VMware constantly monitors customer SDDC environments through automation and a team of Site Reliability Engineers (SRE). The following describes processes that VMware automates to ensure the health of SDDCs.
- Orphaned VM(s) Auto-Remediation
- If you use "No data redundancy/VMs w/ FTT=0" as a storage policy, you might experience data loss if there is a failure or if the VM becomes unresponsive. If a failure happens and a VM or VMs become orphaned, VMware performs a cleanup action. You will receive an email notification when this happens.

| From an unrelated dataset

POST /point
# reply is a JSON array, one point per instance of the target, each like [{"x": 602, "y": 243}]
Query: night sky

- vCenter Sessions (Connections) Maxed Out
- If many sessions are created and not cleared, vCenter Server might become inaccessible. Typically this is caused by automation creating a large number of sessions. This generates an automated alert and VMware will restart vCenter Server. You will receive an email notification when this happens.
- vCenter Server Reboot
- A number of different issues might require a reboot of vCenter Server. Some issues might require an immediate reboot for remediation, while others might allow for continued usage with a reboot required in the near future. In the latter case, you will receive an email notification alerting you that a restart will occur in the next 24 hours. After a reboot, ongoing tasks and application connections might need to restart.
- Management Plane (NSX Manager) Restart
- A number of different issues might require a restart of NSX Manager. Some issues might require an immediate reboot for remediation, while others might allow for continued usage with a reboot required in the near future. For the short time while NSX Manager is in the process of restarting, you will not be able to access the SDDC Networking and Security UI. You will not receive an email notification for NSX Manager restart events.
- NSX Edge Failover
- If our monitoring system detects that an NSX Edge (active) is close to becoming unhealthy, we will schedule NSX Edge failover at off-peak hours. This scheduled failover is done as a proactive measure to avoid possible disruption from a failover happening at peak hours. If there is a problem with NSX (active) Edge before the scheduled failover, it will automatically failover. You will receive an email notification if we schedule an NSX Edge failover.
- Single Host SDDC Failure
- The Single Host SDDC starter configuration has no SLA and is appropriate for proof-of-concept or test and development use cases. VMware does not perform any remediation in the event of a Single Host SDDC failure. You will receive an email notification if a Single Host SDDC failure occurs.